I stopped singing the song after a while, because I thought I’d got the tune wrong. I’m not sure why I didn’t just learn it again properly – especially as, I now realise, I had access to a recording of Harry Cox himself singing it on the LP Songs of Seduction which I had borrowed from the library, and recorded onto cassette without hesitation at the time or, indeed, regret at any time since. That was the first record I heard of traditional singers and it made a big impression on me. But I have absolutely no recollection of this song being on the LP – I could have sworn I only heard Harry Cox’s version on the expanded CD reissue put out by Rounder in 2000. Well, not for the first time just recently, I find that my memory is playing tricks on me – a sign of things to come, no doubt, as I enter my seventh decade!

We recorded a nice arrangement of this – with Benji Kirkpatrick on vocals – on the Magpie Lane CD Six for Gold and it was after this that I did finally learn the song properly. I’m not sure why I overlooked it while this blog was in its weekly heyday, but I’m glad to rectify the omission now. It’s only five verses, and lasts less than 2 minutes, but it’s still a joy to sing.

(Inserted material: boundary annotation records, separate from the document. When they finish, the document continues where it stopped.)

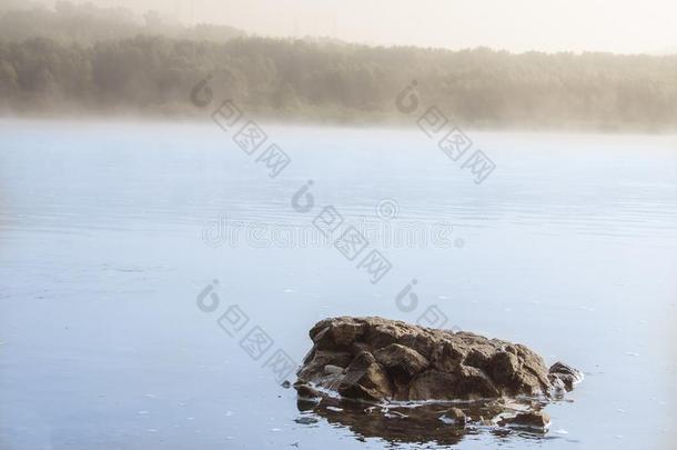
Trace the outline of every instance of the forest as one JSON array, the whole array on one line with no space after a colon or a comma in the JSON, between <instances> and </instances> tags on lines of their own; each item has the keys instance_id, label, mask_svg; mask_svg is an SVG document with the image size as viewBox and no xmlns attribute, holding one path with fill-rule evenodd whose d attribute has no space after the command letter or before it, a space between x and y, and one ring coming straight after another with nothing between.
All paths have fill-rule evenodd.
<instances>
[{"instance_id":1,"label":"forest","mask_svg":"<svg viewBox=\"0 0 677 450\"><path fill-rule=\"evenodd\" d=\"M262 118L402 120L395 98L415 80L423 104L464 126L677 128L677 56L273 39L68 2L0 11L3 114L203 113L190 92L208 74L216 99Z\"/></svg>"}]
</instances>

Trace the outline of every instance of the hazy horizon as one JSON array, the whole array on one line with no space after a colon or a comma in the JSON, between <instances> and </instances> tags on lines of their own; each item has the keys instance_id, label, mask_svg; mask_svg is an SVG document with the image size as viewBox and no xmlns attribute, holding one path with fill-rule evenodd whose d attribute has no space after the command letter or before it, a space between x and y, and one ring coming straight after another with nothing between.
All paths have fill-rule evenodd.
<instances>
[{"instance_id":1,"label":"hazy horizon","mask_svg":"<svg viewBox=\"0 0 677 450\"><path fill-rule=\"evenodd\" d=\"M54 1L39 0L53 6ZM372 46L675 53L677 7L665 0L72 0L156 10L185 24L229 24L267 37L327 37ZM0 3L13 3L9 0ZM263 11L263 12L262 12ZM511 18L511 20L506 20Z\"/></svg>"}]
</instances>

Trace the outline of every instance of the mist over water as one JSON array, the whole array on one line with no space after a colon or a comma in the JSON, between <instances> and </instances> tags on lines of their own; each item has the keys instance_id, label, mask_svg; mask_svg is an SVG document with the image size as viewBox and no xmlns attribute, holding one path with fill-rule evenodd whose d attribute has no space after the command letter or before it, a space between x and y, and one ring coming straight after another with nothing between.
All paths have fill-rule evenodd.
<instances>
[{"instance_id":1,"label":"mist over water","mask_svg":"<svg viewBox=\"0 0 677 450\"><path fill-rule=\"evenodd\" d=\"M545 437L464 448L666 449L674 430L676 138L468 131L496 170L476 184L420 130L265 126L292 157L271 179L214 123L2 121L0 436L9 448L383 448L295 392L219 326L236 303L300 361L331 316L413 322L412 278L449 323L583 370ZM315 210L292 196L314 180ZM335 248L213 247L220 213L454 224L463 247L384 249L378 284ZM221 309L195 298L219 281ZM316 421L296 422L300 418ZM668 442L669 443L669 442ZM433 448L434 443L431 444ZM400 448L415 448L402 443Z\"/></svg>"}]
</instances>

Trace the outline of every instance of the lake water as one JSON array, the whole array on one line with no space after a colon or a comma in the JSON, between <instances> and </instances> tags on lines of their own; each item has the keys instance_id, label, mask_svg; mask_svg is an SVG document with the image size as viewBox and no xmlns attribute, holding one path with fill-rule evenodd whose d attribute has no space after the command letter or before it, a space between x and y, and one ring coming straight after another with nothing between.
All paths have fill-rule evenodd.
<instances>
[{"instance_id":1,"label":"lake water","mask_svg":"<svg viewBox=\"0 0 677 450\"><path fill-rule=\"evenodd\" d=\"M586 377L547 434L458 448L675 448L676 136L468 132L496 164L476 184L417 129L264 129L292 159L276 178L209 118L0 121L0 448L441 447L301 411L266 366L320 319L433 306ZM380 282L303 241L327 206L368 228ZM226 311L249 318L233 336Z\"/></svg>"}]
</instances>

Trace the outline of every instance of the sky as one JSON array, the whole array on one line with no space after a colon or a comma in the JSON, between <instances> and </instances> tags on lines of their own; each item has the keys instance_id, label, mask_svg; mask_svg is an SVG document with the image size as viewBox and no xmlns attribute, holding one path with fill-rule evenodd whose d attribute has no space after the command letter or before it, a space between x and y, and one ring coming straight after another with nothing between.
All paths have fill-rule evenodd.
<instances>
[{"instance_id":1,"label":"sky","mask_svg":"<svg viewBox=\"0 0 677 450\"><path fill-rule=\"evenodd\" d=\"M155 9L184 23L225 23L262 36L516 52L677 51L675 0L88 1L138 13Z\"/></svg>"}]
</instances>

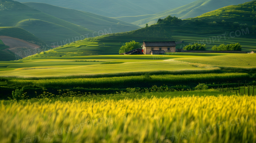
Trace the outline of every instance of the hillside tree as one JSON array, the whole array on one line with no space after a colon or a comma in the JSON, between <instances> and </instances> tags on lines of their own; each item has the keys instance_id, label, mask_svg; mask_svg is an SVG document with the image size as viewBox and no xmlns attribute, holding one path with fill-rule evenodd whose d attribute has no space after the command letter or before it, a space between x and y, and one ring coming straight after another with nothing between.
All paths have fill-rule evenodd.
<instances>
[{"instance_id":1,"label":"hillside tree","mask_svg":"<svg viewBox=\"0 0 256 143\"><path fill-rule=\"evenodd\" d=\"M141 48L140 44L135 41L125 43L125 45L122 46L119 50L119 54L122 54L134 49Z\"/></svg>"},{"instance_id":2,"label":"hillside tree","mask_svg":"<svg viewBox=\"0 0 256 143\"><path fill-rule=\"evenodd\" d=\"M219 46L214 45L212 47L212 49L215 51L241 51L242 49L242 46L238 43L227 45L223 44Z\"/></svg>"},{"instance_id":3,"label":"hillside tree","mask_svg":"<svg viewBox=\"0 0 256 143\"><path fill-rule=\"evenodd\" d=\"M183 48L184 50L205 50L206 46L205 44L195 43L193 45L189 44Z\"/></svg>"}]
</instances>

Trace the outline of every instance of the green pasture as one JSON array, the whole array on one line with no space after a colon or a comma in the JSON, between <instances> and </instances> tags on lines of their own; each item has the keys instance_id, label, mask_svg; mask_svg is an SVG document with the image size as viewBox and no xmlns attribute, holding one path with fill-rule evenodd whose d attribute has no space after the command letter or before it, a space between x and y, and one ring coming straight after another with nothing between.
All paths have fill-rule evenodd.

In case you don’t know what a cobbler’s awl looks like, here’s one from the 1840s, recovered at Erebus Bay, King William Island, up in the frozen North of Canada – abandoned by a member of Franklin’s ill-fated expedition.

Cobbler's awl: a relic of Sir John Franklin's last expedition 1845-48, from the National Maritime Museum.

Cobbler’s awl: a relic of Sir John Franklin’s last expedition 1845-48, from the National Maritime Museum.